I was very excited yesterday when I was flicking through Prima magazine, only to find a story I’d written in it.  I’d obviously remembered my first attempt at a magazine story had been accepted for their November issue, but hadn’t realised that was the issue I was reading!

The loveliest part of it was seeing the illustration – my story brought to life.  Just like when you first receive your new book’s cover art, you realise someone has taken the time to become familiar with your characters, and create a visual representation of them.

So, here, for this blog, I thought I’d share what I know about which UK magazines accept fictional stories.  Fewer do now than ever before, but there are still some out there.

Prima – publishes one 800 word story per month in their ‘reader’s fiction’ feature.  Payment is £100 per story.  Of course, it’s unlikely that once you’ve had one published, you’ll get another any time in the near future.  Audience I would say is women 35+.

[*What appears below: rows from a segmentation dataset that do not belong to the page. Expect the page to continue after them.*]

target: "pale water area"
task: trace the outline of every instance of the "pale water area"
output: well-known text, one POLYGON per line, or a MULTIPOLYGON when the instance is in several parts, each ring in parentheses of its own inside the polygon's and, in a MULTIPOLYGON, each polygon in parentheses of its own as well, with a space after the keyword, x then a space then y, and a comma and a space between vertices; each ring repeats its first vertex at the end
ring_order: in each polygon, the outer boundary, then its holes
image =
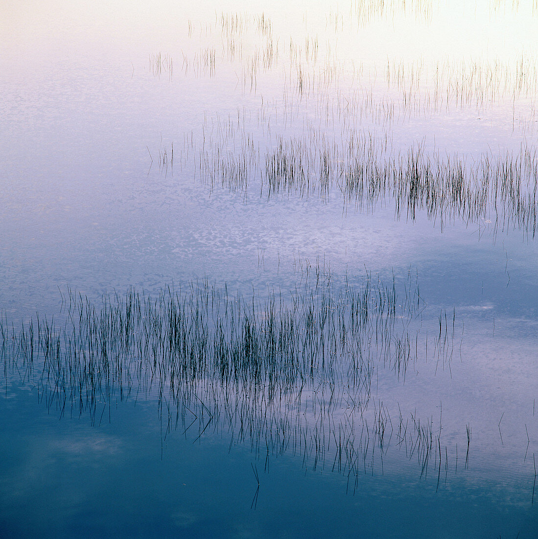
POLYGON ((538 535, 537 27, 3 2, 0 536, 538 535))

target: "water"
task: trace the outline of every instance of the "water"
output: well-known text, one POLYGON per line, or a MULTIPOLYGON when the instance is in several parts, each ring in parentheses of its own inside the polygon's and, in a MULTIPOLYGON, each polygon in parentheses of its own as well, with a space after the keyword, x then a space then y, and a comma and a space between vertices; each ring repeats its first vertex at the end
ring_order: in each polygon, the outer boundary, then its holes
POLYGON ((210 355, 179 397, 169 372, 132 371, 81 406, 10 333, 2 535, 535 536, 536 10, 233 4, 1 8, 3 327, 62 323, 69 289, 99 313, 104 294, 207 279, 255 296, 262 338, 268 294, 291 309, 321 268, 333 299, 394 282, 407 368, 364 340, 367 384, 346 363, 295 365, 268 407, 268 379, 227 385, 210 355), (390 188, 343 195, 358 163, 366 185, 376 164, 408 186, 410 148, 420 170, 460 162, 473 196, 480 163, 522 155, 521 191, 430 211, 390 188))

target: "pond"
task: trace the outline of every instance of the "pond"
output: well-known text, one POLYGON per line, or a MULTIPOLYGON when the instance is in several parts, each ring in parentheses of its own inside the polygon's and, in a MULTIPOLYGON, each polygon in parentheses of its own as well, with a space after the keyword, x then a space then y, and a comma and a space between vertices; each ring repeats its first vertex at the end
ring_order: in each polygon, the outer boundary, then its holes
POLYGON ((0 535, 538 535, 535 2, 0 17, 0 535))

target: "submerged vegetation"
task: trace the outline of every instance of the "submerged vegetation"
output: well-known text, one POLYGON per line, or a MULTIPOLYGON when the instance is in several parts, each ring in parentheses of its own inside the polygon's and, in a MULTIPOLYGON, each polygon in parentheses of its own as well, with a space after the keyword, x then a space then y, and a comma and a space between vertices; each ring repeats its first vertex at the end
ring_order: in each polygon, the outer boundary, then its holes
POLYGON ((403 383, 428 355, 449 369, 456 313, 431 324, 428 352, 418 284, 410 275, 396 288, 368 274, 336 286, 327 268, 307 265, 289 293, 264 299, 207 280, 155 299, 131 289, 100 307, 69 291, 56 321, 37 315, 16 330, 2 320, 5 383, 19 377, 60 417, 93 423, 111 402, 155 398, 166 434, 226 431, 258 455, 298 453, 315 469, 329 459, 348 476, 382 466, 393 440, 422 474, 440 466, 441 425, 392 419, 372 385, 403 383))

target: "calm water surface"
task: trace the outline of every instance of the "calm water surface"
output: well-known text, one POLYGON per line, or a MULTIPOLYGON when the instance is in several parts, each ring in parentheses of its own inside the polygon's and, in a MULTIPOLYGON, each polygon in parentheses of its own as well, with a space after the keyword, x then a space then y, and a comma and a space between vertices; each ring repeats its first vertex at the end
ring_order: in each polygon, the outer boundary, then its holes
POLYGON ((538 534, 535 6, 288 3, 0 8, 0 535, 538 534), (278 399, 131 365, 88 402, 22 351, 69 291, 212 286, 260 338, 298 291, 302 337, 368 275, 396 314, 278 399))

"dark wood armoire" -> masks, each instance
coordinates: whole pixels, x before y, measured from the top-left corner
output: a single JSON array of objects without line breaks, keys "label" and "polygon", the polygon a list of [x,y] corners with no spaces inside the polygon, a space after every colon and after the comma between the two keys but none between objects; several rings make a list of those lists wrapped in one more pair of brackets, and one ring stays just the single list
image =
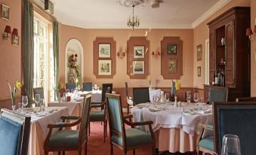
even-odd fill
[{"label": "dark wood armoire", "polygon": [[[208,91],[214,87],[211,81],[216,72],[224,71],[224,86],[228,89],[228,101],[250,96],[251,47],[246,29],[251,26],[250,8],[230,8],[208,23],[209,26],[209,85],[205,85],[205,99]],[[216,88],[219,86],[216,86]]]}]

My Weekly – A slightly older audience, I would say females 45+, My Weekly is full of fiction.  However, you can only submit if you have published a My Weekly Pocket Novel.  Pocket Novels are 50k words and are generally sweet romances, either modern or historical.

They accept unsolicited submissions for the Pocket Novel and pay a one-off £300.  This doesn’t sound a lot for that amount of words, but is worth considering if you have a suitable manuscript for which you’re seeking a reputable home.  Regular contributors to Pocket Novels tell me that you can earn a fair amount from ALCS payments www.alcs.co.uk.

Woman’s Weekly – Long considered the Holy Grail of short story authors, Woman’s Weekly has attracted a lot of negative publicity recently regarding the issue of authors’ rights.  It may therefore be wise to think carefully before you submit.  https://www.societyofauthors.org/News/Blogs/SoA-Blog/August-2018-(1)/On-Womans-Weekly

The People’s Friend – I have heard positive things about the way this magazine treats their authors.  This much-loved magazine has a much older audience (I’d say men and women 50+), and is well-known for its fiction.  They accept unsolicited submissions.  Content is sweet and uncontroversial.

If you decide to submit – the very best of luck!